My first ever DM had a raging case of being-an-idiot. This was a guy who got his high-school girlfriend pregnant and while they told every one they were married, they never had a ceremony or got a license, and he bragged abut how he did that on purpose so she couldn't leave him and demand alimony. Their family was on food stamps and he would spend at least $15 every day on magic cards and fast food. He was 19 but didn't look a day under 30 because he drank so heavily. But the worst thing about him was the arrogance. He always thought he was the smartest, most clever person in the room despite the mountain of evidence suggesting otherwise, and consistently dismissed anything that challenged him as "being stupid", and he made every one call him Katica.
Why did we let him be DM? Because I was so deep in game-compulsion at the time I was just desperate to play. Plus, everyone else either didn't want to or wasn't experienced enough to do it. So, we had no choice, he was at the helm. Not figuratively, he had a DMPC who owned an impossibly expensive adimantine airship that he invented in a world without airships, but I'm getting ahead of myself. First let me explain his world: The setting is basically Earth in the middle ages, with elves, dwarfs, and the like, but no magic (yet
) but their was psionics. The only problem was that he wasn't familiar with the psionics system. He thought it was only telepathy and telekinesis, and to make up for this, he said we could use caster classes as long as the spells we were using could be explained as being because the character was psychic. But I latched on to the idea of psionics and went out and bought the XPH (which I soon fell in love with). He had every one (all
seven of us) start out in different corners of the globe promising to have events transpire to bring us all together. This took three sessions and, believe it or not, we actually had the most fun with this part. We were having a blast figuring out how our characters were linked. My con-artist bard character, for instance, was nearly killed when a bunch of guards stormed a bar he was playing in looking for a guy from a wanted poster who turned out to be one of the other PCs. I then wrote a song called "the man that almost got me killed" that I preformed at the IHOP we were holding it when our characters met specifically because it embarrassed every one there. I was later attacked by another PC who was a samurai who's master I had run afoul of (me:
he told me to go to his cache and grab what I could carry as a reward. him:
you completely cleared out his cache! me:
is it my fault he didn't know I owned a pull-cart?).

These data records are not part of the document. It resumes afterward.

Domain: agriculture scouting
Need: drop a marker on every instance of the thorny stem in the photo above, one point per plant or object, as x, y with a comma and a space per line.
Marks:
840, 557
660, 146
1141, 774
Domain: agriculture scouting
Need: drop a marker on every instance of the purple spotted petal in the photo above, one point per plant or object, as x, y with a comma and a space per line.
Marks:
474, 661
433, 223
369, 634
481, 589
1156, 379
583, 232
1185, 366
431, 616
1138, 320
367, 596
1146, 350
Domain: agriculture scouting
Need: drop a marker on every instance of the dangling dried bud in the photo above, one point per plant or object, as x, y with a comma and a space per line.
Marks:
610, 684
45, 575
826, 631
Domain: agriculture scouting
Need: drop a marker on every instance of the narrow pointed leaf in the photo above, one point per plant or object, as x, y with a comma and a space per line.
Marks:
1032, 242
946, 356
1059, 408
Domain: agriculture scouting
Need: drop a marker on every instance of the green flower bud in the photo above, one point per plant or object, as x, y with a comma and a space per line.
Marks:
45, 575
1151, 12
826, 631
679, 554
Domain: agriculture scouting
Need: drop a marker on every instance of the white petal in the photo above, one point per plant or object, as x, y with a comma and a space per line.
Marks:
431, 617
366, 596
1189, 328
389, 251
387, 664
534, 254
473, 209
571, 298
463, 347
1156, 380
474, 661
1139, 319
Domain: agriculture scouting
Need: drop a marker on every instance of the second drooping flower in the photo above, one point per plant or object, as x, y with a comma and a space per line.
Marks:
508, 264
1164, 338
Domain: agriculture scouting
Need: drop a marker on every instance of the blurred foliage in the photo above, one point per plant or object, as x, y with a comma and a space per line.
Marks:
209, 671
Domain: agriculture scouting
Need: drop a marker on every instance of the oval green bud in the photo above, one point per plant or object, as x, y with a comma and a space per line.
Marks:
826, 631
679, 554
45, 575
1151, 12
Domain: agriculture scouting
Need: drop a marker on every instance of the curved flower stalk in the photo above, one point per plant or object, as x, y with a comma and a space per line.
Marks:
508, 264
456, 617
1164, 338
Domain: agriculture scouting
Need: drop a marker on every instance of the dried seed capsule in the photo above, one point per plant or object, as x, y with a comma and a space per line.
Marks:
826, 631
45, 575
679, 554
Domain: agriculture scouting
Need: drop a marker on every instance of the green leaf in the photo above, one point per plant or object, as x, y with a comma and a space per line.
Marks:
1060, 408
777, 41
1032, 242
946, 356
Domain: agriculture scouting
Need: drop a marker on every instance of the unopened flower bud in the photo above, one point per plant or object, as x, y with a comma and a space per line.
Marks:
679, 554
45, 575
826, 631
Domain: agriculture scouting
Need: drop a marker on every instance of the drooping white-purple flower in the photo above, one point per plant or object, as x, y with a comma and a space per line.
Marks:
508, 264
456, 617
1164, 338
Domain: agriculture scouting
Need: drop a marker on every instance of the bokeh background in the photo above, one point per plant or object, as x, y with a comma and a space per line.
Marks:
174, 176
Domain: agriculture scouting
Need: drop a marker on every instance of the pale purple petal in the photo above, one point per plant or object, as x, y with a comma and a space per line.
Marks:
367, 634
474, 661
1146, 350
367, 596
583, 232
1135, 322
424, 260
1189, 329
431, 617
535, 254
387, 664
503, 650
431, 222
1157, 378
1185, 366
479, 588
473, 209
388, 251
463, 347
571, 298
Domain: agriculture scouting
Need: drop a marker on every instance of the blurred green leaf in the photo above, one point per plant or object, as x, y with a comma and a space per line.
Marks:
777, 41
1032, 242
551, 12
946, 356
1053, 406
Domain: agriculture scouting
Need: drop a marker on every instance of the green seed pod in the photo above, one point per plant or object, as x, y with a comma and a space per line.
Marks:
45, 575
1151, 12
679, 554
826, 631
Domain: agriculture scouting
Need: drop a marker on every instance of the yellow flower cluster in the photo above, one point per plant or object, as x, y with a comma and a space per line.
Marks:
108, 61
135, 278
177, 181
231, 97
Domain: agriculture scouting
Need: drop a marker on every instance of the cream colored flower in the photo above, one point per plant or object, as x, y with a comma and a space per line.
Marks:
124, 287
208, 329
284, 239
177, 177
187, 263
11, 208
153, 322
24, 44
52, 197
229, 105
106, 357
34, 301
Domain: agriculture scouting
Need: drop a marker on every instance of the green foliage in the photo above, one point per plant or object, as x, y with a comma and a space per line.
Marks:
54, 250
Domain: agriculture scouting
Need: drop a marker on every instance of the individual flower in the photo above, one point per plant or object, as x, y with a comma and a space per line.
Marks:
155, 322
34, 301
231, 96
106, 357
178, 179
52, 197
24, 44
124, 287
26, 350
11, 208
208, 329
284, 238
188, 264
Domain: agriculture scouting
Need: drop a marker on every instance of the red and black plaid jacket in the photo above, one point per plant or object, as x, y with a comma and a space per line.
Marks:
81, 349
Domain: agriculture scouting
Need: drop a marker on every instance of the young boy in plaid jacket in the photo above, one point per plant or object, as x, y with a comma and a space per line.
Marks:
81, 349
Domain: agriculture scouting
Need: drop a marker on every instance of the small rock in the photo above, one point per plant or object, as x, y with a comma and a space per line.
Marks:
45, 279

But, all good things come to an end and he rushed through these parts to get us to his story. I should mention that he had THREE DMPCs, each of them were at least two levels higher than any of the PCs. He tried to justify this by having another guy be the "co-DM" saying he would trade off duties with him so the DMPCs they were playing would trade being PCs. At least that's what he said. What ended up happening was he made this poor guy do all the work. He was a nice guy but was a bit of a doormat. The third DMPC was a half-lillend woman his character seduced into tagging along. He then set up encounter after encounter tailor made for his character. There
was a PC who he allowed to be at the same level as his DMPCs, his wife's, and boy did he bend over backwards to make her character relevant. Not that it mattered, she was barely paying attention because, like the rest of us, none of her choices mattered. In fact, that was more true for her since since he built her character and wouldn't let her choose her own level progression.
Hey while were talking about level progression, lets make an awkward segue to that topic. He got rid of entry requirements for PrCs. Actually, that's not quite right. He gave you the requirements when you entered the class. This led to some of the most broken characters I've EVER seen. A gishing cancer mage, a barbarian/drunken master without monk levels, ect. ect. When he finally skimmed through the XPH, he decided that the PP per manifestation limit was dumb which led to more broken psionic characters. But the PCs were still nothing compared to his characters, so the players started getting bored. To fix this, he let people make multiple characters, adding more PCs to an already huge party. It's at this point that most of us quit.
I'm actually a bit grateful to Katica, without him, I may have never discovered psionics, and I now have a long list of things to avoid as a DM. And remember how I said that he bragged about how his wife could never leave him due to the fact that they weren't actually married and she couldn't get alimony? Well, she did leave him, and does get alimony; it turns out Texas has common law marriage, and since he told everyone they were husband and wife, she got an actual divorce.